Cressons' Appeal

76 Pa. 19 | Pa. | 1874

Judgment was entered in the Supreme Court, January 19th 1874.

Per Curiam.

This is not an easy will to interpret, but after a careful study of it we think the clause in the fifth item, “ who shall then be living,” refers to the children living w'hen the property devised and bequeathed to them should vest in the children, to wit, at the testator’s death. A few of the reasons leading to this conclusion are these. The word “ then ” in the clause refers to no distinct time by grammatical construction or manifest intention. Its reference is to be discovered rather by the subject of the item, and the intention drawn from the whole will. Had the subject of the fifth item been wholly the same property devised and bequeathed to the widow for life, the subject itself would have indicated her death as the period of vesting in the children. But it is obvious that the property disposed of in the fifth item embraced the entire remainder of the testator’s estate. When he determined to settle his worldly affairs, he purposed to dispose of all his estate.
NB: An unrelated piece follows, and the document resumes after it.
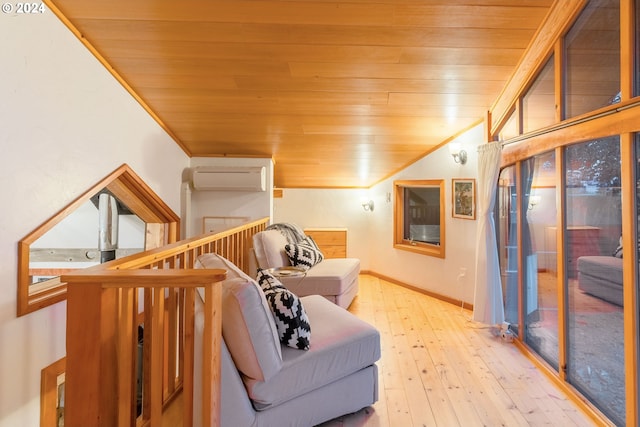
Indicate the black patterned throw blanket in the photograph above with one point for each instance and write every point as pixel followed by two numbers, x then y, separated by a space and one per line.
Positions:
pixel 292 232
He began by providing for his_ wife, and when he had finished that provision his mind evidently turned in the fifth item to making a provision for his children. They were very young; he himself was a young man, in good health, and with a prospect of much longer life than that which awaited him. It was natural he should think it would be years before his own death, while some of his children might die before him. His mind taking in the scope of these circumstances would naturally run forward to the distant period which rose to his view, and he would seek to settle his estate according to the circumstances as they thus appeared to him, by willing all the "remainder of his estate, not given to his wife, to those of his children who should be living at his death ; and therefore he devised and bequeathed this remainder to all of his children who should be then living. The sentence is evidently elliptical, not coming up to the fulness of his thought.

This intent is strengthened by the clear intent found in the sixth item, that his children should have an estate immediately at his death, for he appoints a guardian of their estate, while he appoints his wife guardian of their persons in accord with the evident intent drawn from the fourth clause, that she and they should remain together a.s a family, and their boarding be provided for out of the annuity. The intent in the fifth item interpreted along with the sixth item, to provide an immediate estate for his children at his death, is inconsistent with an intent to suffer their estate to become ambulatory until the widow’s death, if that be the period referred *25to by the word “then.” The expression “then” being obscure in reference, all the other considerations arise which give a preference to a vested estate instead of one that is contingent, and to furnish a substantial provision for the education and clothing of his children in addition to their boarding: otherwise his provision for them would be illusory, and a large amount of his estate left without any useful or proper disposition of it during the lifetime of his wife.

Upon the whole we think the Orphans’ Court came to a correct conclusion, and the decree is therefore affirmed with costs, and the appeal dismissed.